Heritage centre/interpretative centre


Date

1920 - 1925


Coordinates

204370, 398879


Date Recorded

18/09/2007


Date Updated

--/--/--


Description

Detached two-bay single-storey former national school on T-shaped plan, built 1921, having projecting gable-fronted breakfront to the centre of the front elevation (south-west). Later in use as a private house (c. 1967). Now in use as a heritage centre with modern (c. 2004) five-bay single-storey extension to the rear (north-east). Pitched artificial slate roof with smooth rendered chimneystacks to the gable ends of main block. Smooth rendered having cut stone name and date plaque to centre of breakfront incised ‘BROCKAGH NATIONAL SCHOOL 1921’. Square-headed window openings to the front elevation of breakfront (south-west) having four-over-four pane timber sliding sash windows and cut stone sills; square-headed window openings to gable ends of main block (north-west and south-east) having six-over-nine pane timber sliding sash windows and cut stone sills.
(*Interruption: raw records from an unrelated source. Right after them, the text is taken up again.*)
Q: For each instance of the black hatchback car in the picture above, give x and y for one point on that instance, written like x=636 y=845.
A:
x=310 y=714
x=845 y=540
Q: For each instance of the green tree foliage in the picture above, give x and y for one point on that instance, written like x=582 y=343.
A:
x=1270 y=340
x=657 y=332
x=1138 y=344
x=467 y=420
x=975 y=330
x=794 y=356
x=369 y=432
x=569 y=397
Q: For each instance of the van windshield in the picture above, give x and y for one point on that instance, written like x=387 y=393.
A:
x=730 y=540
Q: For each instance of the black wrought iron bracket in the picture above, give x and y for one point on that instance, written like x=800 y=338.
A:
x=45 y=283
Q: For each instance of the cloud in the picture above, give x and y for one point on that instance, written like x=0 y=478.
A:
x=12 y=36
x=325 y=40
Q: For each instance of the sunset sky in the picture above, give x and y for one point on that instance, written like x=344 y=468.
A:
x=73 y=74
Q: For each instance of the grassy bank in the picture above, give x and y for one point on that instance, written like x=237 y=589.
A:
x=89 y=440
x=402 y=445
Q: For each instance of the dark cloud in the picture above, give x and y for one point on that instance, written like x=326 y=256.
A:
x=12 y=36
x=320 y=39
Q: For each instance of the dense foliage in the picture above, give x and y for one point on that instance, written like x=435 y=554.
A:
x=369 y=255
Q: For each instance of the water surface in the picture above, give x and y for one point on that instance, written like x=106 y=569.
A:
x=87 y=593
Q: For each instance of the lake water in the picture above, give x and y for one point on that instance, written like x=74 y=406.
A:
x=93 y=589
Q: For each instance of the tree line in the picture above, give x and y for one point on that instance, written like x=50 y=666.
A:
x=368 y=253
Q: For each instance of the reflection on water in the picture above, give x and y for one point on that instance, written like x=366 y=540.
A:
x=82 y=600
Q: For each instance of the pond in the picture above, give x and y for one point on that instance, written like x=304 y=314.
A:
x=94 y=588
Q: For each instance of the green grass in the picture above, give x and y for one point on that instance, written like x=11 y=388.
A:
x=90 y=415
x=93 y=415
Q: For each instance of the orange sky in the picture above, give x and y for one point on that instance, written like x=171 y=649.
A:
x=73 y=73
Square-headed doorways to side elevations of breakfront (north-west and south-east) having battened timber doors. Interior retains many fixtures from the original school including timber sheeted walls (to lower half of walls, fireplaces, timber boarded floors and sheeted timber ceiling. Set slightly back from road to the south-east of Cloghan and to the north-west of Ballybofey. Rubble stone walls to site boundary, tarmacadam carpark to site.

Appraisal

Although now in a new use with a large modern extension to the rear, this simple but appealing early twentieth-century national school survives in good condition, and retains its early form and character. Its integrity is enhanced by the retention of much of its salient fabric including timber sliding sash windows, well the simple cut stone date and name plaque adds to the front elevation. Its T-shaped plan and layout is typical of its type and date, and is characteristic of the great many two classroom national schools built throughout Ireland in the late-nineteenth and early twentieth centuries to standardised designs prepared by the Board of Works/Office of Public Works. It is an example of the more traditional Office of Public Works rural national schools that were built into the 1930s before being superseded by school buildings constructed in a more ‘Modern’ architectural idiom (a surviving example of these later schools of this can be seen a short distance to the north-west of site at Letterbrick – see 40906703). The form of the school suggests that it originally had separate classrooms for boys and girls, a common situation at the time of construction. National schools of this type are a feature of the isolated rural landscapes of County Donegal, adding a layer of social history to the physical environment, and are indicative of significant local population in a period when transport was more difficult. This building replaced an earlier national school in this area, which was located to the north of the site in the small village of Cloghan (Ordnance Survey six-inch third edition map 1906). This building is now in use as a heritage centre associated with Isaac Butt (1813-79), a native of Cloghan (born at the former Church of Ireland rectory to the south-east - see 40906808- and buried in the Church of Ireland graveyard in Stranorlar - see 40838040). Butt, a barrister and politician who served as an MP for Cork and Limerick, is regarded as the founder of the Home Rule Movement, and is a figure of national significance. This building now acts as a heritage centre associated with Butt, and is a local amenity. Located in a scenic location in the Glenfin Valley, this building is an addition to the built heritage and social history of the local area, and is an interesting feature along the roadscape to the south of the small village of Cloghan.